Update: In light of the above, the latest news from the "pro-active" Ontario "Human Rights" Commission seems particularly risible:
Toronto - The Ontario Human Rights Commission is launching Human Rights 101, the first in a series of eLearning modules on human rights. Developed with assistance from the New Media Studies Program at the University of Toronto Scarborough and input from community stakeholders, Human Rights 101 users will be able to learn about human rights information from anywhere they have internet access. Created to be accessible to a wide range of users, students, office or factory workers, employers or those new to Canada will be able to get information on human rights history, principles, legislation and policies at the click of a button any time of the day.
“In today’s new world of technology, using a computer for communication and education has become part of our daily lives”, says Barbara Hall, Chief Commissioner of the Ontario Human Rights Commission. “I'm very excited to introduce this tool to help people across Ontario learn about human rights and how to take those written rights and make them lived rights.”The police know where Salman Hossain lives. Since they're obviously unprepared to charge him with anything, the least they can do is encourage him to, as rude as it sounds, click on to Barbara's module.
The eLearning module provides background to modern human rights, the Ontario Human Rights Code, Ontario’s human rights system and the Ontario Human Rights Commission’s Policies and Guidelines. After working through the various sections, users can also take a quiz at the end to see how much they have learned.

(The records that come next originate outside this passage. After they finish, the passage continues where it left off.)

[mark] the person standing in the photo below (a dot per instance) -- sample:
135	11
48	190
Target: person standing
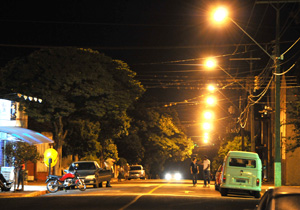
206	171
194	170
109	163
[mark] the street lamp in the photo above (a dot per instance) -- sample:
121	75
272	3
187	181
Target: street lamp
208	115
220	15
211	88
211	100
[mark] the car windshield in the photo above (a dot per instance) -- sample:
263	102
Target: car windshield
240	162
135	168
291	202
84	166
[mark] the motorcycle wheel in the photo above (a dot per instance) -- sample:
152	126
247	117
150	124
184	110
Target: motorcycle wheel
52	186
81	185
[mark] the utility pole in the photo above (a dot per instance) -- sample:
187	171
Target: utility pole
252	119
277	162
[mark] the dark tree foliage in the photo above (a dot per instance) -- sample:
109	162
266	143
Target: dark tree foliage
155	137
74	84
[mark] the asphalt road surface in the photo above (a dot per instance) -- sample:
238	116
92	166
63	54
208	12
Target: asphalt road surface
135	194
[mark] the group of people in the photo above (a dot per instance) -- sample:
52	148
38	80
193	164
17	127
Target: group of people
194	167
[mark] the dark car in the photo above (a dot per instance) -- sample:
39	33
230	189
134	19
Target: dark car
280	198
91	172
218	177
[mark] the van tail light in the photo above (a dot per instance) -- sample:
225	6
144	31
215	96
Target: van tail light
257	182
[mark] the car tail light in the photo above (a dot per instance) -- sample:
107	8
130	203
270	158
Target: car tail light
224	179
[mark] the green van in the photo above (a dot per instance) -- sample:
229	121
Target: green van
242	172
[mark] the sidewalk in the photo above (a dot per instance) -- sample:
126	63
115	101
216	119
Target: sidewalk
32	189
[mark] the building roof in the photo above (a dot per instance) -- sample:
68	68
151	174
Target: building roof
26	135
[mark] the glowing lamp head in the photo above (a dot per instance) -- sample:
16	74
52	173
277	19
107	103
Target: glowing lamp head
220	14
210	63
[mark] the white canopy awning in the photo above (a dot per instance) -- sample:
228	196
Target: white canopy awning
29	136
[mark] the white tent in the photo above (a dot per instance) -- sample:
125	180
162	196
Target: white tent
26	135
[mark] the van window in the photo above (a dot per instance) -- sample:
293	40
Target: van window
240	162
135	168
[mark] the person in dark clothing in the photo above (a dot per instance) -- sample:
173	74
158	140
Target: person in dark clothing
194	171
4	184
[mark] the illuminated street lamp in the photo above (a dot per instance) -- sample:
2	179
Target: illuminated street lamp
222	14
211	100
211	88
208	115
207	126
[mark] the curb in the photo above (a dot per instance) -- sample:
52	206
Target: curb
36	193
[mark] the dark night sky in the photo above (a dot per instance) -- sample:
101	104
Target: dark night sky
163	41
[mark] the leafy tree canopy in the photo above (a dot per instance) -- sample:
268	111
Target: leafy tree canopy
74	84
155	136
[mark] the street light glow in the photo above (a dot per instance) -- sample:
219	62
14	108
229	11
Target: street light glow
207	126
220	14
208	115
211	88
210	63
211	100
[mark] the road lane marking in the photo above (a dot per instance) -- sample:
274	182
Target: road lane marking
156	188
138	197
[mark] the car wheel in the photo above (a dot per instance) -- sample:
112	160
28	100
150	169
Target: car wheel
100	184
223	192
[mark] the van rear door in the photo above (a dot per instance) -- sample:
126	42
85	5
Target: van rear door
241	172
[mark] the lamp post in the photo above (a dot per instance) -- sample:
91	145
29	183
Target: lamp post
222	14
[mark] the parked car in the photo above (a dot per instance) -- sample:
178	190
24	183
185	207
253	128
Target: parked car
136	172
218	177
92	173
242	173
280	198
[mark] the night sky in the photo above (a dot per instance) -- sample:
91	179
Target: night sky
165	42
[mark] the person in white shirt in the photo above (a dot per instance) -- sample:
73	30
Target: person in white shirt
206	171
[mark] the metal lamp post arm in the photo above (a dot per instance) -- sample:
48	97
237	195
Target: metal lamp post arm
235	23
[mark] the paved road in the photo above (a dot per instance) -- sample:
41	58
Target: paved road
135	194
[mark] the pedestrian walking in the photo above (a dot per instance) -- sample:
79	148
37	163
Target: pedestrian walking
206	171
194	170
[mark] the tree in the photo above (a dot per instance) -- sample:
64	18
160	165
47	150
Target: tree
74	84
154	137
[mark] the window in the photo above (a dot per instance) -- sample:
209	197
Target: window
240	162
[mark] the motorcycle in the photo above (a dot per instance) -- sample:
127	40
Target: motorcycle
72	180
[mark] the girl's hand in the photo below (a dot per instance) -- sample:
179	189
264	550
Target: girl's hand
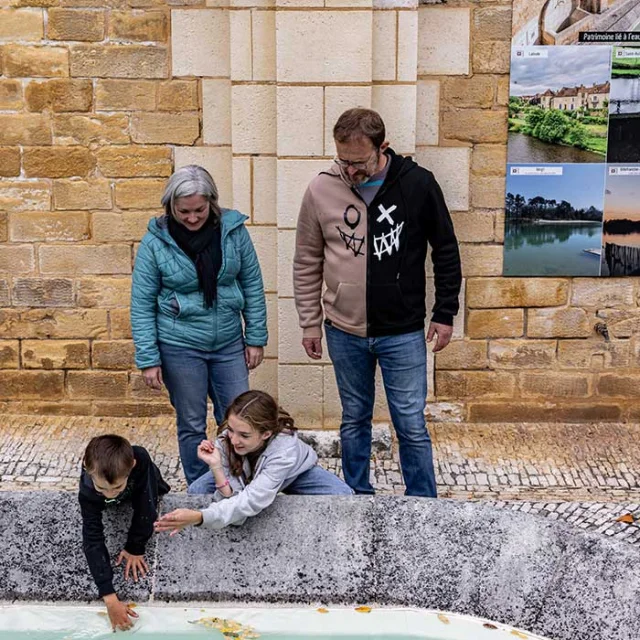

“This is experiential learning at its best,” says Professor Rick Halpern, Dean and Vice-Principal (Academic) at the University of Toronto Scarborough. “Our community partners tapped the creative thinking of young, enthusiastic minds, while the UTSC students broadened their academic understanding. Our students did hands-on work to bring learning to life in an e-platform, and at the same time, they enhanced their knowledge of human rights issues. When students see how their knowledge and skills can have a real impact in the world, they will learn how they can be a force for positive change in the careers they choose to follow.”
The launch takes place from 10:30 a.m. to noon on Tuesday, June 8th, in the Council Chamber Boardroom AA160 at the University of Toronto Scarborough, 1265 Military Trail, Scarborough. Speakers include: Barbara Hall, Chief Commissioner, OHRC, Leslie Chan, New Media Studies Program, UTSC, Shaheen Azmi, Director, OHRC, and Dora Nipp and Richard Fouchaux, OHRC.